During the same year he married Brouria Feldman, a biologist. Helmut Muhsam held positions as the head of the Department of Statistics, as an extension teacher, and a lecturer, all at Hebrew University. From 1938 until 1944 Helmut worked as a statistician for the Va’ad Leumi (National Council), and as an assistant statistician for the government of Palestine from 1944 to 1948. From 1948-1952 he worked as the principal statistician for the government of Israel.

From 1957-1958 Helmut Muhsam was a social affairs officer for the United Nations in New York. From 1961-1962 he was a visiting associate professor of sociology and public health at the University of California at Berkeley, and in 1969 became a member of the Department of Demography and Statistics at Hebrew University. From 1980-1985 he participated in the International Statistics Institute Committee on Ethics.

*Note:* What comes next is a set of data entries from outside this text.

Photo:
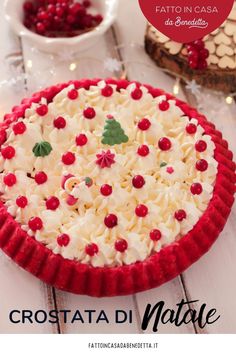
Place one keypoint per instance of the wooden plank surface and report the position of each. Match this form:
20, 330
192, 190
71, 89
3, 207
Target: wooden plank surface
211, 280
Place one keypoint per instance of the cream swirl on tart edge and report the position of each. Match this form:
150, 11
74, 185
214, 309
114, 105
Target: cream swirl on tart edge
152, 190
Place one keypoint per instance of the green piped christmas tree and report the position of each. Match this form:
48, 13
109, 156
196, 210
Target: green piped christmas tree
113, 133
42, 149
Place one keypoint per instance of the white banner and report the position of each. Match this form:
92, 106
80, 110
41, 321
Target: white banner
118, 344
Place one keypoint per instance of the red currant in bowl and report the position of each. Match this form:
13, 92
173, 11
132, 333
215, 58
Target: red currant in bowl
52, 25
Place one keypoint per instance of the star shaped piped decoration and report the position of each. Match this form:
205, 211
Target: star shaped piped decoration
193, 87
105, 159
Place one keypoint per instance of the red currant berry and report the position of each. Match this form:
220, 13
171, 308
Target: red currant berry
138, 182
202, 64
143, 150
10, 179
111, 221
193, 64
89, 113
41, 177
193, 55
59, 123
81, 140
196, 188
191, 128
40, 28
63, 240
155, 235
106, 190
28, 7
199, 44
87, 3
19, 128
107, 91
8, 152
68, 158
121, 245
52, 203
144, 124
60, 11
164, 106
204, 53
91, 249
21, 202
201, 146
52, 9
98, 18
137, 94
35, 224
141, 211
42, 110
71, 200
73, 94
164, 144
170, 170
180, 215
42, 16
202, 165
88, 182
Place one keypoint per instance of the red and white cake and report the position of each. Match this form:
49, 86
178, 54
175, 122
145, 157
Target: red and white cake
110, 187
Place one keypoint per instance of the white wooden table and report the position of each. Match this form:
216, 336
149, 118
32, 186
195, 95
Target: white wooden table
212, 280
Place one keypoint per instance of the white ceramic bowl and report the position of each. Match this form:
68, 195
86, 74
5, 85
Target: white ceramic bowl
14, 15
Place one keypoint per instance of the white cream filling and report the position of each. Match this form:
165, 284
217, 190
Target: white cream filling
163, 192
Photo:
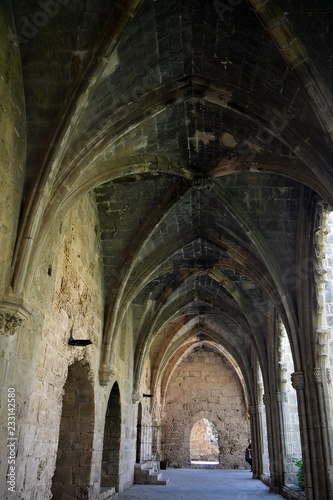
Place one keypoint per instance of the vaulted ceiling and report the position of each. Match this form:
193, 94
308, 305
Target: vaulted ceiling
203, 130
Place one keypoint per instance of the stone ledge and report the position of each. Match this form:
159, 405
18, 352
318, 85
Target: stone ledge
13, 312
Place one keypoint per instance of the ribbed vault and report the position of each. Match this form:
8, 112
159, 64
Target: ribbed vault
202, 141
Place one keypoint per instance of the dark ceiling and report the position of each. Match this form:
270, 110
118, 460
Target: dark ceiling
203, 137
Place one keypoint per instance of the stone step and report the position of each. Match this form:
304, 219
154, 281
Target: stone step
107, 493
144, 474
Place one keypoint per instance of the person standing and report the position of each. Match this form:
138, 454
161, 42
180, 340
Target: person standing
248, 453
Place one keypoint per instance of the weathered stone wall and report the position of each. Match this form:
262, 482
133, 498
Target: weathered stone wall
204, 385
329, 284
12, 140
65, 297
204, 445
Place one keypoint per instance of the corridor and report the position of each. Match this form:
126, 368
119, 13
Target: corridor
199, 484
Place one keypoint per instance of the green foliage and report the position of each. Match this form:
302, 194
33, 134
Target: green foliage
300, 473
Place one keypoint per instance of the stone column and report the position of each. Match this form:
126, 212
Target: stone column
274, 444
255, 426
297, 381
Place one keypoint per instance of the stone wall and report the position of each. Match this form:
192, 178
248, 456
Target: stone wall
205, 385
65, 299
204, 444
12, 140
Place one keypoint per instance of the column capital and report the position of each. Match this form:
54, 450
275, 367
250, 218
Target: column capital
297, 380
105, 374
266, 399
317, 375
13, 312
135, 397
253, 410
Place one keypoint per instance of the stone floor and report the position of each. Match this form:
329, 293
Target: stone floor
201, 484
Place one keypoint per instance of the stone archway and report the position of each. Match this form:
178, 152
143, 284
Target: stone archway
139, 434
111, 444
74, 457
204, 442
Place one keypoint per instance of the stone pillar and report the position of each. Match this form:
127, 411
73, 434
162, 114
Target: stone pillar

Helmut Muhsam was a member of several international scientific organizations, among others he was Vice-President of the Union Internationale pour l’Etude Scientifique de la Population; member of the International Statistics Institute; the American Statistic Association; the Biometrical Society; and a member of the International Statistical Institute Committee on a Code of Ethics for Statisticians.

Helmut Muhsam is author of The Supply of Professional Manpower (1959); The Valuation of Men and the Principles of Cost-Benefit Analysis of Family Planning Activities (1975), and Bedouin in the Negev (1966), as well as author of many academic articles in scientific journals.

Helmut Muhsam died in 1997.

Biographical / Historical

Kurt Muehsam

Writer and journalist Kurt Muehsam was born on May 3, 1882 in Graz, Austria as the second youngest of nine children of Rabbi Samuel Muehsam and Marianne née Loewenstein. He studied law and philosophy at the University of Vienna and in Graz and undertook several trips to Italy, Greece, and Asia Minor to explore artistic monuments. Kurt Muhsam received his law degree in 1909.

From 1909-1912 he became the Berlin correspondent for the Austrian liberal daily Die Neue Freie Presse. Kurt Muehsam married Alice Freymark, daughter of Isidor Freymark, the director of the Deutsche Bank and Disconto-Gesellschaft, in 1911.

From 1912-1921 he worked as the director of the National-Zeitung and was editor of the Berliner Zeitung am Mittag. During the First World War Kurt Muehsam was a war reporter (Kriegsberichterstatter) at the Western front. At the beginning of the war he published a two-volume book, Deutsche Heerführer im Weltkriege (German Commanders in the World War) in 1914. From 1922-1923 he led the Press Department of the Ufa (Universum-Film AG), at this time privatized and no longer under state control, and after 1924 was the head of the film section of the Berliner Zeitung am Mittag. From 1924-1927 he was also the chief editor of the Lichtbildbühne.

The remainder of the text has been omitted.